The spectacle taking place across the narrow street was not without curiosity. When two more men appeared and set to work reinforcing the cask with ten stout iron bands, conversing in whispers all the while, it was assumed they were brandy smugglers, hardly an unusual sight that time of year, when a dram was just the thing to drive the cold from one’s bones, even at black market prices.
The neighbors paid them little attention after that. The mystery was explained, and as for reporting the activity, there was no telling what miseries may follow any kind of contact with the authorities, however civic-minded. Madame Guillotine seldom distinguished between accuser and accused.
* * *
François Carbon was neither a cloth merchant nor a brandy smuggler, but a Brittany-born sailor who came by his fearsome scar when a line broke loose during a storm in the Channel and the frayed end struck him above the eye, gouging out flesh like a piece of grapeshot. He had no sugar in his possession. He’d trained in the proper use of firearms and explosives under Georges Cadoudal, a French Royalist who operated a camp for insurgent expatriates in England, on the estate of a British peer in sympathy with the restoration of the Bourbon monarchy in France. (Where, after all, might it end? George III in exile or executed, and the American parvenu Thomas Jefferson in charge of the Empire? As well a bishop!) Although still in his thirties, Carbon had seen the government of his adopted country change hands three times.

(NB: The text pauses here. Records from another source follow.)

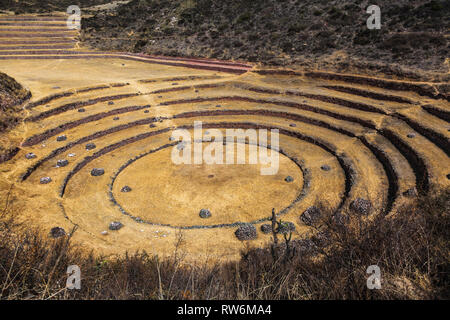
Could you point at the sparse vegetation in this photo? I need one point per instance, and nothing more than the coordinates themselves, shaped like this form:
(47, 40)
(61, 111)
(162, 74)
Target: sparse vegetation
(278, 32)
(12, 95)
(411, 248)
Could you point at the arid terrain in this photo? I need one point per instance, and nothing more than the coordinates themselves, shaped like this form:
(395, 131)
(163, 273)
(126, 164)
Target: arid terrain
(87, 130)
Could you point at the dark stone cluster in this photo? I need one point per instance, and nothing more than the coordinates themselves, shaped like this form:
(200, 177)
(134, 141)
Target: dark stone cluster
(97, 172)
(285, 227)
(57, 232)
(204, 213)
(125, 189)
(30, 155)
(289, 179)
(266, 228)
(90, 146)
(62, 163)
(46, 180)
(61, 138)
(115, 225)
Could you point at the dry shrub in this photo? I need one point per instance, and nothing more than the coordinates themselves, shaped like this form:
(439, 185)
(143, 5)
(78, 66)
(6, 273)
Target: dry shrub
(411, 249)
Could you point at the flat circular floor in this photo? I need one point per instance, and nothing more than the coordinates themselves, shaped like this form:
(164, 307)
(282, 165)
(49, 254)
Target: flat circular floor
(173, 194)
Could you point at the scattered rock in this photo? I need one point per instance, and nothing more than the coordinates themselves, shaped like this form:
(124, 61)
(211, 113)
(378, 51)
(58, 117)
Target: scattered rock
(246, 231)
(204, 213)
(90, 146)
(46, 180)
(125, 189)
(286, 227)
(311, 216)
(61, 138)
(340, 219)
(321, 239)
(62, 163)
(116, 225)
(411, 192)
(181, 145)
(266, 228)
(361, 206)
(57, 232)
(97, 172)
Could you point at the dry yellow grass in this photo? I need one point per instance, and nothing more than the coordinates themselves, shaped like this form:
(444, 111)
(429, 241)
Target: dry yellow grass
(361, 135)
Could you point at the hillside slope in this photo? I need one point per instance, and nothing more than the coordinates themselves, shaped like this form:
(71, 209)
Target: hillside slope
(12, 94)
(279, 32)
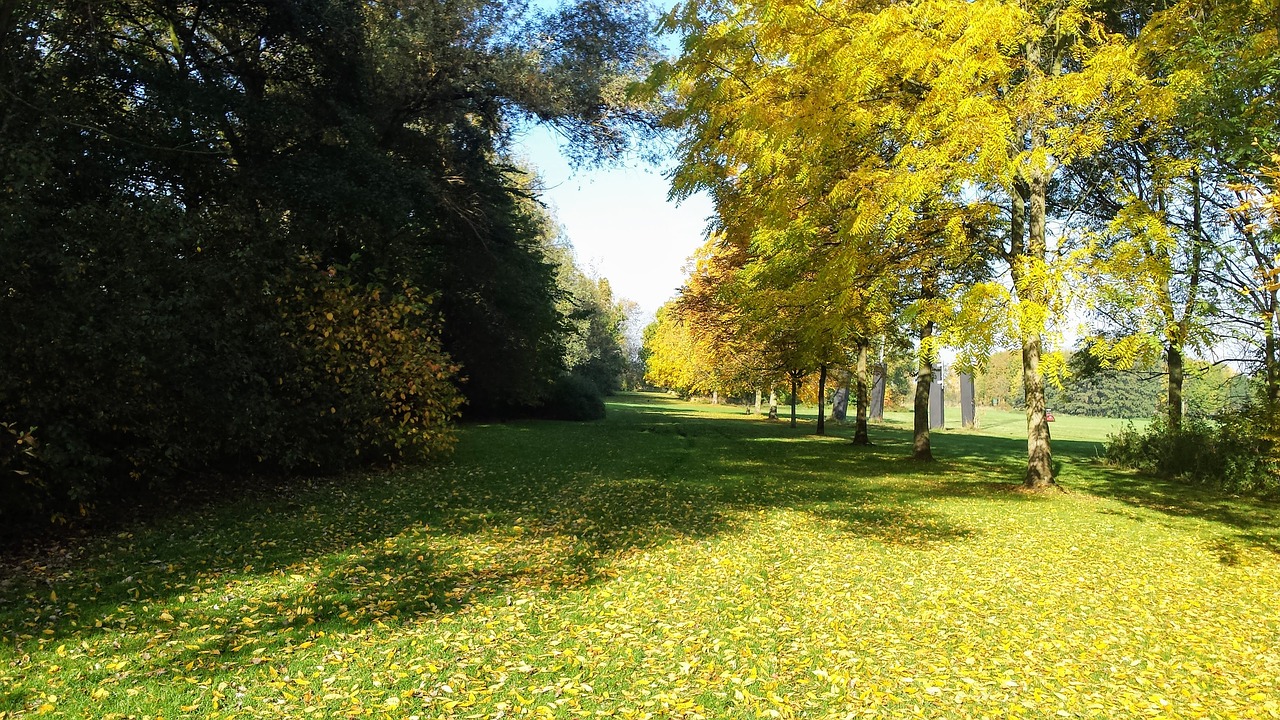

He was determined to make it four.
The two men seen working with him on the cask were Pierre Robinault de Saint-Réjant and a master cooper named Jardin, who’d been recruited to forge and fashion the iron bands. Jardin thought the cask stout enough for its purpose, the storage of wine; but a job was a job, and the man with the scar paid up front and in cash, not in promises or poultry. Saint-Réjant wore his civilian attire with the air of a uniform, snug and tidy and with nothing dangling loose, his handkerchief tucked inside his sleeve. He’d served as a divisional general under Cadoudal, and knew little of casks and cart horses.
A fourth man who visited the shed from time to time was later identified as Joseph Pierre de Limoëlan, an aristocrat who’d seen his father borne, fettered and beaten, past jeering crowds to the Place de la Revolution to have his head taken from his shoulders. Cadoudal, a conservative commander not given toward impulsive promotions, had made Limoëlan a major general after he returned from patrol swinging the head of a Jacobin leader by the hair. Individual initiative must be rewarded.
When the cooper left, Limoëlan stood watch at the door while Carbon and Saint-Réjant drew the sacking off two kegs and poured black powder into the cask, then scooped broken and jagged pieces of stone from a barrow and mixed them with the powder; “to slash flesh and pulverize bone,” explained Limoëlan, who’d suggested the refinement, “and make as many good revolutionaries as possible.”